Alleging that PepsiCo’s latest mantra of “Performance with Purpose” was indeed a verification of this shift from cause marketing to purposeful corporate citizenship at companies, Communications Director for PepsiCo Americas Beverages Melisa Tezanos gave high points to CEO Indra Nooyi for pushing for a company-wide cultural change that today drives all their business functions.

[READ: Pepsi Takes Performance with Purpose to Heart: An Interview with Chief Personnel Officer Cynthia Trudell]

“However, Nooyi is completely unapologetic about giving ‘performance’ as much importance as the ‘purpose’ part and she makes no bones about it,” said Tezanos, adding that this helps everyone across the company stay committed to a culture of profitability with purpose. Explaining the drivers behind PepsiCo’s highly successful Refresh project, she further stated, “For millennials, social responsibility is huge. We’ve seen through research again and again that their purchase intent goes up significantly when the brand is associated with a good cause.”

And finally, referring to the findings of the Edelman study—and Cone’s earlier comment, she said, “Marketing used to be blamed for being short-termism. Today, marketers are the biggest defenders of long-termism.”

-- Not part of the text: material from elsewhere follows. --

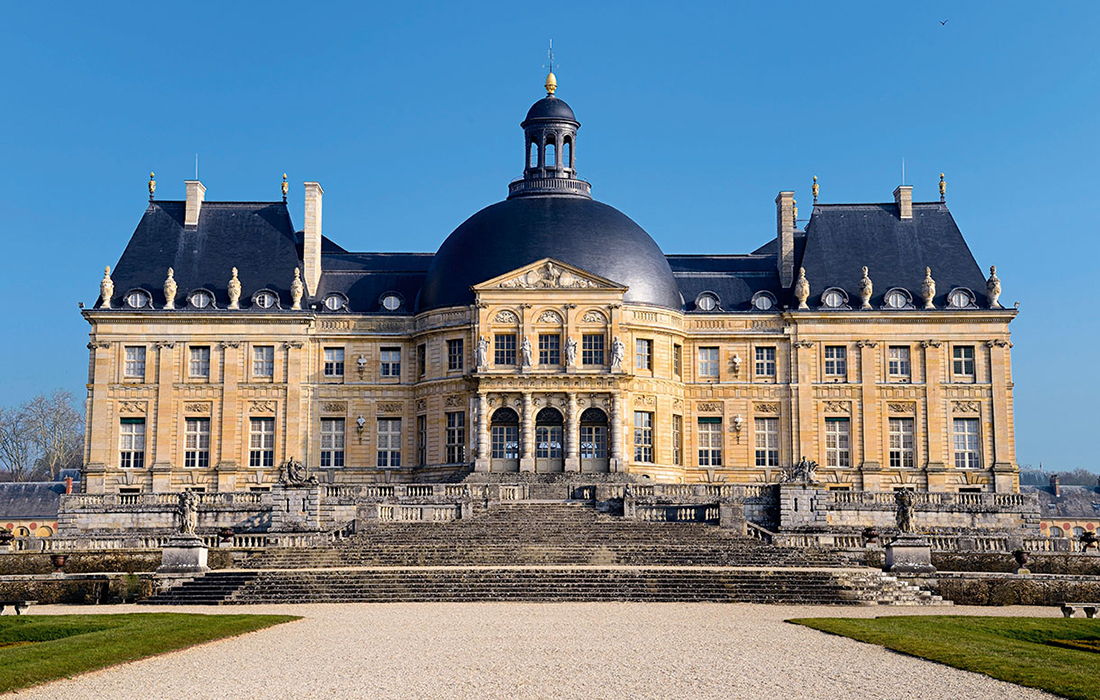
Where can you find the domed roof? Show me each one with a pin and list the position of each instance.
(550, 108)
(574, 230)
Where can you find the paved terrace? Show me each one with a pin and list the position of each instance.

But would you give up Cola…or Apple?

Bringing the conversation back to a level plain field, Bishop concluded with a sobering thought, “But what is real and what is fake with purpose? Will Pepsi ever move beyond the heart of its products, i.e., increasing obesity? Are we really going to stop buying Apple [products] because they have crappy environmental policies?”

———————————–

Just some food for thought as we go on a whirlwind ride with the media in coming days on the history, the present, and the future of America’s favorite company, Apple. Don’t forget to add your perspective by leaving a comment or connecting with me @AmanSinghCSR.

And if you haven’t already, share your opinion on whether social media engagement make better brands or more effective leaders by taking this new BRANDfog survey on social media and leadership.

More on Edelman’s Good Purpose study: Encompassing 7,259 respondents in 13 countries, the study was conducted by consulting firm StrategyOne with the objective of analyzing whether—and how much—purpose plays into purchase decisions worldwide, and further, how these transform into consumer activism via social media.